I was given the following fact: there is a set $S$ of $11$ people, among which there are $4$ professors and $7$ students,
$S=\{p_1, p_2, p_3,p_4, s_1, s_2,...,s_7\}$
We are requested to form from it a group of $5$ people, and we must have at least 3 professors.
I find that the two answers I will expose should be equivalent, but are not, and I can't figure out why.
Answer 1
The group of $5$ people must have at least $3$ professors. This means that three of the $5$ people will necessarily be a subset of $S_p$, the subset of $S$ containing only the professors. There are $\binom{4}{3}$ subsets of $S_p$, and therefore I have $\binom{4}{3}$ alternatives for the three professors that must be in the group.
Now that I've made sure this $3$ professors are in the group, I have $11-3=8$ people left to choose from. The remaining two persons of the group can either be professors or students, so I can pick any of those $8$. So for the two remaining places I have $\binom{8}{2}$ alternatives. At last, I have $\binom{4}{3} \binom{8}{2} = 112$ ways of forming a group of $5$ people in which there will definitely be at least $3$ professors.
Answer 2
There are $4$ professors and, in my group of $5$ people, I must have at least $3$ of them. So I'll either have $3$ or $4$ professors.
If I have $3$ professors, I'll choose them from the $4$ professors, and fill the remaining two places with $2$ of $7$ students. This is $\binom{4}{3} \binom{7}{2}$.
If on the other hand I have $4$ professors, I'll have $\binom{4}{4}$ alternatives for choosing them, and $\binom{7}{1}$ ways of choosing a student for the remaining last place.

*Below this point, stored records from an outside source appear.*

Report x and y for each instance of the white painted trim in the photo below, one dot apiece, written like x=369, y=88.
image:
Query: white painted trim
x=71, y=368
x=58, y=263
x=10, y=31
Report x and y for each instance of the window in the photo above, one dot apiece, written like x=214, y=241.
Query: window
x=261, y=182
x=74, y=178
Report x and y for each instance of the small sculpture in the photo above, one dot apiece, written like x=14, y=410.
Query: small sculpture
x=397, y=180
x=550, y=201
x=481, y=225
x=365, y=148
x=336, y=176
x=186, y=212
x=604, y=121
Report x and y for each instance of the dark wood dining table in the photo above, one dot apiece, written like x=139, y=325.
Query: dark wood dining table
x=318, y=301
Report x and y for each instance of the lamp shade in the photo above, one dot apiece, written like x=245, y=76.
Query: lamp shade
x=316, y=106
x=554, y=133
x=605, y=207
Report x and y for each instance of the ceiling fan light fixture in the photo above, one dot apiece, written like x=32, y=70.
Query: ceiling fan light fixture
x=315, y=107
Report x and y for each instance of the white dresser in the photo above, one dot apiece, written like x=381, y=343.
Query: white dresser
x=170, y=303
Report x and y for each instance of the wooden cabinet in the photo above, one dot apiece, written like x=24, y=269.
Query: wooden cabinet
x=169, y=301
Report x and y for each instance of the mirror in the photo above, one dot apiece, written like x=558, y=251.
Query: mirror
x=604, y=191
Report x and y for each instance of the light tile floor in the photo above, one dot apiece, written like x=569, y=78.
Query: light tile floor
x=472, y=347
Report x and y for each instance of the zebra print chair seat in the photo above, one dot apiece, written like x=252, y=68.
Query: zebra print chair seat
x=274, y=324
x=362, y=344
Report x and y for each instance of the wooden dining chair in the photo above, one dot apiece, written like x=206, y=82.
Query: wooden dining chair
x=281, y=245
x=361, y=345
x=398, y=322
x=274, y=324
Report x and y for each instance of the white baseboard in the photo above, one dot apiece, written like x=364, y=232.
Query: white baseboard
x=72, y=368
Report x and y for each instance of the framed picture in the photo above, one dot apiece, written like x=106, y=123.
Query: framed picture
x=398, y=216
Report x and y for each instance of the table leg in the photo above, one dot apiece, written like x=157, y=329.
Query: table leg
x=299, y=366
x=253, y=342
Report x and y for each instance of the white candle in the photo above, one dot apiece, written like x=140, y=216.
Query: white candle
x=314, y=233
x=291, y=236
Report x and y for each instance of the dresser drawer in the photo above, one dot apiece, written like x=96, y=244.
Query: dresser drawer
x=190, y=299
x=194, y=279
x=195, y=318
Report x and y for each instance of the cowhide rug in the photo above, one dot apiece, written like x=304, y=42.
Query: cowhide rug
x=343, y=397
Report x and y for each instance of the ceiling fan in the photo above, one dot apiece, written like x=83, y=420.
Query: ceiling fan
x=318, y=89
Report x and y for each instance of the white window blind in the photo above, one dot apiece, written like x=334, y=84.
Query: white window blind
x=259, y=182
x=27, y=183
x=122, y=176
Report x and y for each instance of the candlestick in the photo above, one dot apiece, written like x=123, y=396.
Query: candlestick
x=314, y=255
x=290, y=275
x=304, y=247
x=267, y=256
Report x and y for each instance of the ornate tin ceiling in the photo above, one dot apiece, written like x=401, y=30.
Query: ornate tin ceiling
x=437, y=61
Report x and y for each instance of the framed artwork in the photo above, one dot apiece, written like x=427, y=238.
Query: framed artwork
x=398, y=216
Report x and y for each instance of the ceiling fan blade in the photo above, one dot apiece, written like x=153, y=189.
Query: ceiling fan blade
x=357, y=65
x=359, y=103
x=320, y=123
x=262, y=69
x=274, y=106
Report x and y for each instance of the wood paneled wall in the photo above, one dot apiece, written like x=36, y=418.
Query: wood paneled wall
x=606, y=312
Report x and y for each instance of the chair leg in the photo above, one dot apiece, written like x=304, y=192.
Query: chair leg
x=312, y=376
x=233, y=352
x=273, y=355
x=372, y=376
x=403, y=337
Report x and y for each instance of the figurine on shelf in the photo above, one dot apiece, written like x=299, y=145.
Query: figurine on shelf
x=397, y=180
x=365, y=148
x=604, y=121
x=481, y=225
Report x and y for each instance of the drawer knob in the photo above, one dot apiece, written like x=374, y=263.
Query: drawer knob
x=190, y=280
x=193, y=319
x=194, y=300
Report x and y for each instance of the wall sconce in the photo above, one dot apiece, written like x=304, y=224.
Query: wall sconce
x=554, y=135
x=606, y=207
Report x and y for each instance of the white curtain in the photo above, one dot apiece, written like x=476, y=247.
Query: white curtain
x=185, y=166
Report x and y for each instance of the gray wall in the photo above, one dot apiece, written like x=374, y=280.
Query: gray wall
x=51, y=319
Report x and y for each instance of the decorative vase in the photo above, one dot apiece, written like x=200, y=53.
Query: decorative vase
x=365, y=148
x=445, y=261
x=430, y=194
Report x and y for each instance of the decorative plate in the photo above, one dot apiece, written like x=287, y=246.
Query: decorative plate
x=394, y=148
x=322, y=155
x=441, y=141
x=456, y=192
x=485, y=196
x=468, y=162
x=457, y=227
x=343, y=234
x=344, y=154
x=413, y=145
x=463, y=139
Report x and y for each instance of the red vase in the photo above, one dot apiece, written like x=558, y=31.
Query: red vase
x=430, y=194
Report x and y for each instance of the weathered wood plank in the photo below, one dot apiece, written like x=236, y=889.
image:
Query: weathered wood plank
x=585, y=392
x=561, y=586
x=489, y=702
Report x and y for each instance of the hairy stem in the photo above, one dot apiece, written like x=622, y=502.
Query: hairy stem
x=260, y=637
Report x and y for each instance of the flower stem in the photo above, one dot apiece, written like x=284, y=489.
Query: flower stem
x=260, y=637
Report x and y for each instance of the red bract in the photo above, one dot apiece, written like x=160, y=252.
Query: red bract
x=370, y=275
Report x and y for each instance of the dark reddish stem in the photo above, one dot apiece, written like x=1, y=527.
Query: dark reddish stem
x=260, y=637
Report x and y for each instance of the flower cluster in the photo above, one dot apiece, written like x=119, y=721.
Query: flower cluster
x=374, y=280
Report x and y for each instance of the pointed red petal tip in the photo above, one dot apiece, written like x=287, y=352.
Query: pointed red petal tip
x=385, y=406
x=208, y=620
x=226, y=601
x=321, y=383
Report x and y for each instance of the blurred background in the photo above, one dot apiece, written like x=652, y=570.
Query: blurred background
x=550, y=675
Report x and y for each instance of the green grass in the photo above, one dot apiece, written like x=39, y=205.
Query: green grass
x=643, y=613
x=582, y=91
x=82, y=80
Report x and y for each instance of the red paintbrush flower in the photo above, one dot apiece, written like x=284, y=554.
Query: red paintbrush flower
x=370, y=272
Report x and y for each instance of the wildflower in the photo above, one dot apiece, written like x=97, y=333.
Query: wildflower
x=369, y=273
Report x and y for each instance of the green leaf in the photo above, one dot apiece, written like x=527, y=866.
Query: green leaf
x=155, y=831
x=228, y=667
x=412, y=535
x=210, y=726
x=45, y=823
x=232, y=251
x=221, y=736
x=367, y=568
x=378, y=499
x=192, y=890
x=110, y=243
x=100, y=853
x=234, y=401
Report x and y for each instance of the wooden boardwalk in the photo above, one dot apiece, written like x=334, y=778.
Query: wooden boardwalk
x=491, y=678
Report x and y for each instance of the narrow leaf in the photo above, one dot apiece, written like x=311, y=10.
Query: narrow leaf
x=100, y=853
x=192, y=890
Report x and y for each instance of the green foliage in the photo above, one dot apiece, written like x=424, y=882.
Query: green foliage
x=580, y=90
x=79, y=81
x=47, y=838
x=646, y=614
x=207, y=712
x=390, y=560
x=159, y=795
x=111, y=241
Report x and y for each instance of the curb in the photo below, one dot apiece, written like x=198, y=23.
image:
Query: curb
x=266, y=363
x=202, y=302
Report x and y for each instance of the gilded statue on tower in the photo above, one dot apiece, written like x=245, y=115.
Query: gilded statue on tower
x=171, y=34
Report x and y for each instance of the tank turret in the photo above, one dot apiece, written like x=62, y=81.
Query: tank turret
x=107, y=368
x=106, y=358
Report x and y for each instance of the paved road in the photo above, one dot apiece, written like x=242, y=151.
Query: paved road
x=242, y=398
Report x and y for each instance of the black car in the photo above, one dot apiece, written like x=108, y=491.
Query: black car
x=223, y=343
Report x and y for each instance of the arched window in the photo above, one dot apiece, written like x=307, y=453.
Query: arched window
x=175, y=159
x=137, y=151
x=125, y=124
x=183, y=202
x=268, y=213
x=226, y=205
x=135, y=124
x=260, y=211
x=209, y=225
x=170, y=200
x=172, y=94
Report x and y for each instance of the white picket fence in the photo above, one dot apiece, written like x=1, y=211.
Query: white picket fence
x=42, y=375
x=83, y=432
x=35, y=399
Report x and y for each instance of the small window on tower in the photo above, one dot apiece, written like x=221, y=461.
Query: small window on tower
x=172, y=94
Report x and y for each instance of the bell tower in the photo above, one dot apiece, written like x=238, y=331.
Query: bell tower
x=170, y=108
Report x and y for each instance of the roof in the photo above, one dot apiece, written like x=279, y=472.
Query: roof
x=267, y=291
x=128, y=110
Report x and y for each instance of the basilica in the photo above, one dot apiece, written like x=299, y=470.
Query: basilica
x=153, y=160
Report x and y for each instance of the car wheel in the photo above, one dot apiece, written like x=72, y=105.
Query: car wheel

So at last there are $\binom{4}{3}\binom{7}{2}+\binom{4}{4}\binom{7}{1} = 91$ ways of making the group.
Doubt
As you can see, the answers are different. Answer $1$ says there are $112$ ways of making the group; answer two says $91$. However, both reasonings seem okay to me and I can't see why should they differ nor where. Perhaps someone can clear this up for me.